Raw dinner #2 was 9-ingredient Sprouted Quinoa Salad
I woke up excited about our fresh breakfast berry shake and cold soaked oats knowing it would keep me satisfied all morning long. A messier start to the day but worth it! I added a few hemp seeds to my oats and smidge of raw, local honey.
Friends, I can tell you I am definitely not hungry!
The challenge for me isn’t my belly being full, the challenge is wanting crackers or corn chips to munch in between!
The other challenge? Temptation to nibble on the crockpot BBQ chicken and roasted asparagus I had prepared for my four boys!!
Dinner was a cold sprouted quinoa salad (pictured here).

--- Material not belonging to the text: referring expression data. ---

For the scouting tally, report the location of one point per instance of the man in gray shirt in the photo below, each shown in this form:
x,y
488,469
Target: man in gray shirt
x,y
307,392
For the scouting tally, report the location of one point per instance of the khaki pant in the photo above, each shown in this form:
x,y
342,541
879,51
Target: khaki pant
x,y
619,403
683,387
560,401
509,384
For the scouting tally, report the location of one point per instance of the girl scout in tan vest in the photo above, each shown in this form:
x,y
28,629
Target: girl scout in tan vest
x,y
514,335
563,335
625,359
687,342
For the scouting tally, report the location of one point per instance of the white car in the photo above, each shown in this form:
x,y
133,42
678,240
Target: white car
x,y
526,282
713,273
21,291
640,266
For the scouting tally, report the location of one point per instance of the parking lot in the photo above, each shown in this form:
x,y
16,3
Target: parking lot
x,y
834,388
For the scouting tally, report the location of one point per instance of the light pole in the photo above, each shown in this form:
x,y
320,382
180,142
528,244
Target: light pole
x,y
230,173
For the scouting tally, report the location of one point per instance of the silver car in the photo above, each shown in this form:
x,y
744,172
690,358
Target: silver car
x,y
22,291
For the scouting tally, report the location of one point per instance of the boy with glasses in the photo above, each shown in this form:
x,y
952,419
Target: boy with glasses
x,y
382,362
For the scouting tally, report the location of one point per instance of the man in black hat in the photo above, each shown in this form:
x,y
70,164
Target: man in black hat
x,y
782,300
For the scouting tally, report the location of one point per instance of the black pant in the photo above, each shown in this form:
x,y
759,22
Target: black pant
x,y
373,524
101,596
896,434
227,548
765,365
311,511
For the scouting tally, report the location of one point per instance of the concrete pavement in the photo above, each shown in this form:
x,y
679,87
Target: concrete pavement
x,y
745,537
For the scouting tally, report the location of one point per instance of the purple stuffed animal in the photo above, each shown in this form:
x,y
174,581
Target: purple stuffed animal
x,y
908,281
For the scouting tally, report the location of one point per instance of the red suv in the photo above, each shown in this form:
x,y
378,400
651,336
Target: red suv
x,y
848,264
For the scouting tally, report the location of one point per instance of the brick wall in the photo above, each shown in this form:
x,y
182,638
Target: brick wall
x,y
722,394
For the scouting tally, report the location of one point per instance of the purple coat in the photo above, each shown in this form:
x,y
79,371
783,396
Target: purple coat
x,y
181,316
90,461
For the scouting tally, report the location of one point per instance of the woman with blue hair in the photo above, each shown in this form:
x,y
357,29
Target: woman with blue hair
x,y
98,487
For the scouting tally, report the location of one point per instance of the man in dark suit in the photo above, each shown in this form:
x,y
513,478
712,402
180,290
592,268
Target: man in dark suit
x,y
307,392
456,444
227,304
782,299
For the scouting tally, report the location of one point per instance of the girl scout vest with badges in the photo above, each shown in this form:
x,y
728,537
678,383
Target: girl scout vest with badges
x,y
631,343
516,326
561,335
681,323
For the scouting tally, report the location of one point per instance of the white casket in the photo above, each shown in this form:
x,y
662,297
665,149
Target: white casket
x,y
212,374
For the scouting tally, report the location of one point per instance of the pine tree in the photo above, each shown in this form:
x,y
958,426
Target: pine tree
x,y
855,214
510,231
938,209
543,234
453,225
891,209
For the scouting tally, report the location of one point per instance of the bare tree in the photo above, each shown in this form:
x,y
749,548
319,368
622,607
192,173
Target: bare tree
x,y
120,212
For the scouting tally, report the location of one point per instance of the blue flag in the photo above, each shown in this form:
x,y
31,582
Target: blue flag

In true Stuart and Kimberly style we just winged it. It quickly became 9 Ingredient Sprouted Quinoa Salad (100% raw!). This was a bountiful buffet of texture and flavor.
We threw in onion, celery, carrot, pumpkin seed, raw cheese, sliced apple, diced dates and sun-dried tomatoes. We tossed it with some olive oil and fresh lemon juice and a dash of salt.
Sprouted quinoa is crunchier and has a different flavor than cooked quinoa but it actually faded into the background when surrounded by all those other delectables! A satisfying and interesting dinner!
I was craving an after dinner treat tonight so I snacked on some cantaloupe and celery dipped in our homemade garlic hummus (made with sprouted chickpeas). The texture of the hummus is slightly grainier but it has a bold flavor.
I am looking forward to trying zucchini noodles with tomato, basil and oregano sauce with diced mushrooms tonight (after my Bikram Yoga class!!!).